Ce jeudi 7 mai 2026, des forums communautaires se tiennent simultanément dans les cantons Dembo (département de la Moula), Gourourou (département de la Grande Sido) et Ndilingala (département du Barh Sara). Ces rencontres s’inscrivent dans une série d’activités lancées il y a quelques jours dans le cadre du projet NexSud, mis en œuvre par l’APLFT avec Caritas Suisse et l’IHDL, avec l’appui financier de la France, de l’AFD et de l’Union européenne.
Dans ces zones rurales, les tensions entre agriculteurs et éleveurs restent une réalité quotidienne. Les dégâts causés dans les champs, les passages de troupeaux ou encore l’accès aux points d’eau alimentent régulièrement des incompréhensions entre communautés.

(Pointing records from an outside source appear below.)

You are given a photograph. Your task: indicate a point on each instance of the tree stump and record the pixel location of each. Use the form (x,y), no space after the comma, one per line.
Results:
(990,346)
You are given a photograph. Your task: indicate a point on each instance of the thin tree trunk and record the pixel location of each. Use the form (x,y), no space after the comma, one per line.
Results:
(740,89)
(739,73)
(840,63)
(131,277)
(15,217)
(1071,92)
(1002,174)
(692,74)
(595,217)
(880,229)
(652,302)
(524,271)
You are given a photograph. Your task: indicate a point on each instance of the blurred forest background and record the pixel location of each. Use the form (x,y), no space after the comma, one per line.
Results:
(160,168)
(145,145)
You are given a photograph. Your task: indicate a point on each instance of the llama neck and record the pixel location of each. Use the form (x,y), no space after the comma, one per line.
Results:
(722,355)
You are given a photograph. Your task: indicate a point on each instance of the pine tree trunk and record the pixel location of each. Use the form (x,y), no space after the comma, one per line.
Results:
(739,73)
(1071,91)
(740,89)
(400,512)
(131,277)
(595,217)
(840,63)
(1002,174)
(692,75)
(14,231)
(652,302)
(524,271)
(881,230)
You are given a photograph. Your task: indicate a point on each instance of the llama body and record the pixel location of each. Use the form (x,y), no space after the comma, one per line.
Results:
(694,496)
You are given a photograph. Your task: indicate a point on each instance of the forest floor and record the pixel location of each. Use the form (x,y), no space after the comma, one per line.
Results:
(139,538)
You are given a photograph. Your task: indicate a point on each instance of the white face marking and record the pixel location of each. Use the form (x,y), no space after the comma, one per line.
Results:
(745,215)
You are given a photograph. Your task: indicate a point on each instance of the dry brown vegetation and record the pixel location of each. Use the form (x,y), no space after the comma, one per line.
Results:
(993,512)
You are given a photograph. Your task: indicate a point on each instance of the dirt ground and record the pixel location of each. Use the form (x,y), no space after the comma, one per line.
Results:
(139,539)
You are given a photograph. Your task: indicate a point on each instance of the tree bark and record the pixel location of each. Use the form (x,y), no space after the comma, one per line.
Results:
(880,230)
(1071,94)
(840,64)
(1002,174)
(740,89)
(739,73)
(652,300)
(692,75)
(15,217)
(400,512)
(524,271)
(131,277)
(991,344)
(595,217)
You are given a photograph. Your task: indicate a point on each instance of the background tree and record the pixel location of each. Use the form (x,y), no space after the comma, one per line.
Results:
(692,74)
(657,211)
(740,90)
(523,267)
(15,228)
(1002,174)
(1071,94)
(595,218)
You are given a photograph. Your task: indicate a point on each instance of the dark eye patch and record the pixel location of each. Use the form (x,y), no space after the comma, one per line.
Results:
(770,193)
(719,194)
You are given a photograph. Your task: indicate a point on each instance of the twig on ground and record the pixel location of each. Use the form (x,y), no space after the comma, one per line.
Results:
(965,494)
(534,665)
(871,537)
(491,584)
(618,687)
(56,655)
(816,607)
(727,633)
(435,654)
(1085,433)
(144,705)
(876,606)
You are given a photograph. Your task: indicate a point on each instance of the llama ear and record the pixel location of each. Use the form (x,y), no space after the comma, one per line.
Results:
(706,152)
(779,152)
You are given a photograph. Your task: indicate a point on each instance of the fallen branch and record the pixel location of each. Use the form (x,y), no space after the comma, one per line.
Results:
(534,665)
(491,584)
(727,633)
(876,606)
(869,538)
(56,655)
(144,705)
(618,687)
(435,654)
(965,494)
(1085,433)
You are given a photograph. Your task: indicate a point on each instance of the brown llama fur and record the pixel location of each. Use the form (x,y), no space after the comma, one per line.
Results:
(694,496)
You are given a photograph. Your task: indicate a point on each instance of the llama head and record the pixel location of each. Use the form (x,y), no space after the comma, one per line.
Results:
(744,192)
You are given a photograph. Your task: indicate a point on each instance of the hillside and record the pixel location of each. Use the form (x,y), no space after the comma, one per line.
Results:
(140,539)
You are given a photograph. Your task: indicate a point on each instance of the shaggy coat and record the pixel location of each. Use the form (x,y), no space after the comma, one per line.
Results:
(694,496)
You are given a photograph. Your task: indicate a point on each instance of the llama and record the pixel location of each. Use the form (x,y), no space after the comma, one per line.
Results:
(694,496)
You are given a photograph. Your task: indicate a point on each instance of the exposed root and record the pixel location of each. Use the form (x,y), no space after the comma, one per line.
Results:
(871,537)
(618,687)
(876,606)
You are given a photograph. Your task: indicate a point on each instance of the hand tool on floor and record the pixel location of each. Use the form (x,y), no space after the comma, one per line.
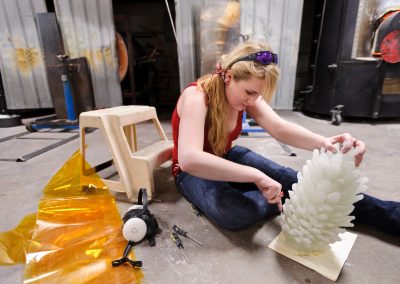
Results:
(198,214)
(185,234)
(178,242)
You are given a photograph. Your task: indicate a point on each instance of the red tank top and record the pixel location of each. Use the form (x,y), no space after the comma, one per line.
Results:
(233,135)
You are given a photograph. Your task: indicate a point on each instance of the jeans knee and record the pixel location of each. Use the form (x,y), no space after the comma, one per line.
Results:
(235,216)
(288,178)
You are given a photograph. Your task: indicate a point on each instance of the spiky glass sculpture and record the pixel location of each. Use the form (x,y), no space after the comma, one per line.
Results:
(321,201)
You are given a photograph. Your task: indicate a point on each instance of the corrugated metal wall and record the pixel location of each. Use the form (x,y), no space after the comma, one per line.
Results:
(87,28)
(21,61)
(276,21)
(279,23)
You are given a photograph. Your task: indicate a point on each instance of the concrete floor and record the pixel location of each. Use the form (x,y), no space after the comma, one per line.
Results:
(227,257)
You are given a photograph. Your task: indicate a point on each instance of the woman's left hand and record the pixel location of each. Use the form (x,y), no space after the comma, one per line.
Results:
(348,142)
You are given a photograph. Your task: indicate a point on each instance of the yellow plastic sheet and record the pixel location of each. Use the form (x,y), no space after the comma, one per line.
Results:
(15,243)
(76,235)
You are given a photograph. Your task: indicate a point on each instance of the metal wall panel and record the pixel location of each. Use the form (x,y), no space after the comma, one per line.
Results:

Mais au-delà des échanges, ces fora sont surtout marqués par des engagements communs entre agriculteurs et éleveurs. Les deux parties s’engagent à respecter les couloirs de transhumance et les zones de pâturage, à éviter toute incursion des troupeaux dans les champs avant les récoltes, à ne pas cultiver autour des ferricks, à assumer la responsabilité des actes des bouviers, à interdire le recours à des bouviers mineurs et la consommation de stupéfiants, à réparer les dégâts causés par les animaux, à respecter les sites sacrés et les règles d’implantation des ferricks, ainsi qu’à signaler aux autorités locales l’arrivée des transhumants.
Les participants s’engagent également à renoncer à toute forme de justice privée, à privilégier le dialogue et le règlement pacifique des différends, et à saisir le comité de gestion en cas de conflit lié à l’usage des ressources naturelles.
Les recommandations issues des échanges portent principalement sur le balisage des couloirs de transhumance, l’encadrement des déplacements nocturnes des troupeaux en zones de culture, la promotion de la médiation coutumière, la sensibilisation communautaire sur ces engagements de paix, la mise en œuvre de projets communs entre agriculteurs et éleveurs, ainsi que la garantie de l’accès des ferricks aux pâturages et aux points d’eau.
A ce jour, quatorze fora communautaires ont déjà été organisés dans plusieurs autres cantons couverts par le projet NexSud.